Today Specioza, a 50-year-old woman, brought out a blue plastic photo album filled with photographs of her ten children. Another, Benedict, told me how while giving birth to her fifth child, labor was obstructed and her uterus ruptured. That child, who died in birth, would have been her first with her husband. As she told me her story, her husband picked up his three-year-old daughter from his second wife, who he married shortly after Benedict’s hysterectomy.

Sometimes it’s a bit strange, going up to strangers and asking them what type of contraceptives they use and why, how their religion affects their decisions, how being one of three wives affects them emotionally or their children financially. But when you get past the initial fear of asking such personal, at times painful, questions, you realize it is a glorious opportunity to be invited to ask these questions. It is an opportunity to begin to know a country, one woman, one family, one story at a time. Sometimes, when I’m walking along the little paths that weave past mud houses and through the fields of banana trees, I inhale Uganda and try to exhale gratitude.
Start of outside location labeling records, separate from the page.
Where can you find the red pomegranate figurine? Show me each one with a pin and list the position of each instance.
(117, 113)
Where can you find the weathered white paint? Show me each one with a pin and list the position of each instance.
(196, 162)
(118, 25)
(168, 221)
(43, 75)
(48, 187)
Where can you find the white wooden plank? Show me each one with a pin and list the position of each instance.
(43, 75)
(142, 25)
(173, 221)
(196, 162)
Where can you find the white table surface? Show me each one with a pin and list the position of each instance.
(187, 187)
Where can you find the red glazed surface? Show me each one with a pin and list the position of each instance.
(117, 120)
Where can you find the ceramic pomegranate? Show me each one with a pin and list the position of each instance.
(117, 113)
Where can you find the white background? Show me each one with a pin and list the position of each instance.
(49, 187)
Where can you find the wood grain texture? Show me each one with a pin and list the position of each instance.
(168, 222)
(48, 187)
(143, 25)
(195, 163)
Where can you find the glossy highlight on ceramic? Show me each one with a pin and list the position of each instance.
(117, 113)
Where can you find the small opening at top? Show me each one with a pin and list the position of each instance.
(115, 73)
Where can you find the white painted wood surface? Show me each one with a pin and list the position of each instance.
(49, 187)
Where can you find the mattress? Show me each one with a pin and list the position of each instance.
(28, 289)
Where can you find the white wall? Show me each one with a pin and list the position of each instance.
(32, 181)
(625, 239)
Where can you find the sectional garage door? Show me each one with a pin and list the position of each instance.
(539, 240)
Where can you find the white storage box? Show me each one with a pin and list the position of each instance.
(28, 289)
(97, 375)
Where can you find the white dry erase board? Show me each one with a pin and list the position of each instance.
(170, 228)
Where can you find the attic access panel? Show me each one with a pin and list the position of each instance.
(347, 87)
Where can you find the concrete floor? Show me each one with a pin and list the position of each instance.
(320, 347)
I cried for the first time during an interview recently while talking to a 14-year-old girl named Fatumah. Fatumah’s parents separated when she was an infant and the family lost contact with the mother. Fatumah’s father raised her and her siblings. When Fatumah was 11 her father was diagnosed with AIDS. The girl’s older siblings had moved away and Fatumah became his full time care taker. He died a year ago.
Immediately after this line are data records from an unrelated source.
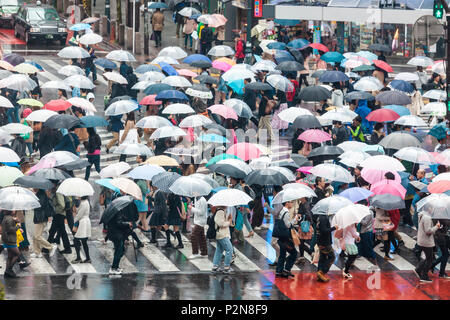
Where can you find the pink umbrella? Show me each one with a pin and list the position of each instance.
(314, 135)
(224, 111)
(390, 187)
(373, 176)
(223, 66)
(244, 150)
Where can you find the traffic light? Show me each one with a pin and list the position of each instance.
(438, 9)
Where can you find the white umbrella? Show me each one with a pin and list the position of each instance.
(190, 187)
(121, 107)
(82, 103)
(196, 120)
(73, 52)
(70, 70)
(8, 155)
(411, 121)
(383, 162)
(332, 172)
(173, 52)
(221, 51)
(166, 59)
(178, 108)
(16, 128)
(229, 198)
(153, 122)
(40, 115)
(167, 131)
(115, 77)
(75, 187)
(90, 38)
(134, 149)
(79, 81)
(114, 170)
(56, 84)
(152, 76)
(349, 215)
(120, 55)
(177, 81)
(415, 155)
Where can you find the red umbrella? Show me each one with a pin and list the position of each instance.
(382, 115)
(439, 186)
(150, 101)
(319, 47)
(383, 65)
(57, 105)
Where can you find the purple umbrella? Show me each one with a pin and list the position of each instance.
(356, 194)
(13, 58)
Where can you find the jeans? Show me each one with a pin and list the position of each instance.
(285, 248)
(326, 258)
(221, 246)
(93, 160)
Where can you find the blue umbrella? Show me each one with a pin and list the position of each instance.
(298, 43)
(213, 138)
(356, 194)
(400, 110)
(157, 88)
(143, 68)
(277, 45)
(167, 68)
(196, 57)
(402, 85)
(332, 56)
(80, 26)
(93, 121)
(105, 63)
(333, 76)
(171, 95)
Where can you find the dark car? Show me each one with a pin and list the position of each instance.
(39, 22)
(7, 9)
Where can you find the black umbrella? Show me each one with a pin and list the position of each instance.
(306, 122)
(51, 174)
(267, 176)
(204, 78)
(314, 93)
(34, 182)
(258, 86)
(387, 202)
(59, 121)
(289, 66)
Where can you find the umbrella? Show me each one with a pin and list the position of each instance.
(121, 107)
(34, 182)
(356, 194)
(62, 121)
(314, 93)
(332, 172)
(8, 175)
(114, 170)
(387, 202)
(314, 135)
(75, 187)
(393, 97)
(398, 140)
(349, 215)
(50, 174)
(306, 122)
(18, 198)
(330, 205)
(190, 187)
(382, 115)
(229, 198)
(120, 55)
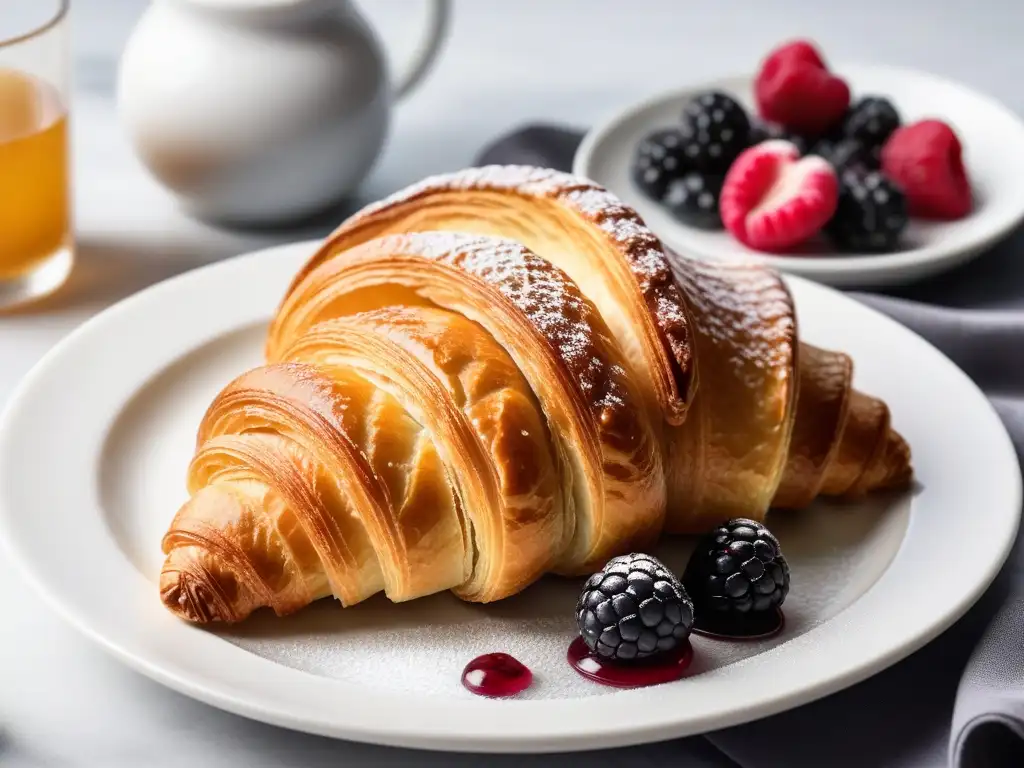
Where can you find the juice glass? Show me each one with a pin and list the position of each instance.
(36, 248)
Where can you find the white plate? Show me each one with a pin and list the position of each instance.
(94, 444)
(993, 152)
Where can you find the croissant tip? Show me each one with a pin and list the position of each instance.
(188, 597)
(897, 459)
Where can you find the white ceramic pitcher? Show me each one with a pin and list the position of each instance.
(261, 111)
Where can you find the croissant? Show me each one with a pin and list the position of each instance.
(498, 374)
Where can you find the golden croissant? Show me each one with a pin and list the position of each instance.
(498, 374)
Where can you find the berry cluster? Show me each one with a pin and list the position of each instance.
(635, 607)
(810, 162)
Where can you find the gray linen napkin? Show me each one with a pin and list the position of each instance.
(960, 700)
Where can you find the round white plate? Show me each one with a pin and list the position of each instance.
(993, 152)
(93, 449)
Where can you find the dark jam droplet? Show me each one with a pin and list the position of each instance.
(663, 668)
(751, 627)
(497, 675)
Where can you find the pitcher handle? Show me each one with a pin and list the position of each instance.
(423, 58)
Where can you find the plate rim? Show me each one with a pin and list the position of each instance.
(576, 738)
(864, 270)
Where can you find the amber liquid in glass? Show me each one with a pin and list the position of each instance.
(34, 185)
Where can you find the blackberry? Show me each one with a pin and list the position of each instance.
(871, 213)
(633, 608)
(848, 153)
(715, 130)
(657, 160)
(761, 131)
(693, 200)
(870, 121)
(737, 571)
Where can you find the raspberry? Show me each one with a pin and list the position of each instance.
(772, 199)
(802, 51)
(925, 159)
(796, 89)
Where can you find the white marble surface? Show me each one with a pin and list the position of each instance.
(62, 701)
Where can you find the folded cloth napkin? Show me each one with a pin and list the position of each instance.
(960, 700)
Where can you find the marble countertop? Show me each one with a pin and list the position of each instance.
(65, 702)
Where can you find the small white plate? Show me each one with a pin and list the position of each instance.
(93, 449)
(993, 152)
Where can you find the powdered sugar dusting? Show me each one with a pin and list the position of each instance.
(552, 302)
(641, 250)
School started for Ugandan children about two weeks ago and when I spoke with Fatumah, a few days before school would begin, I asked her what grade she was going into. She explained to me that she was kicked out of school last July because of overdue school fees (Uganda has universal primary education, but school fees for secondary schooling can be prohibitive, even for families where both parents are living). She plans to spend the fall working her family’s small farm to raise money so she can go back to school. When I asked Elijah, one of MIHV’s Ugandan staff if he thought she could feasibly do this, he said it was unlikely she would ever go back to school. “Other expenses will come up,” he explained. “Who will pay for the paraffin for the lamps?”

I asked Fatumah how much she owed the school. She owes 15,000 Ush for the construction of a new latrine, 5,000 Ush for lunch, 14,000 Ush for her uniform, 3,000 Ush in exam fees and 7,000 Ush for school supplies. When I realized 44,000 Ush (about $27) is keeping a 14-year-old from going to school, I started crying. I’m not sure if it’s a good idea to cry in the middle of an interview, but I’m pretty sure I wouldn’t be any good at this job if life here didn’t make me cry sometimes.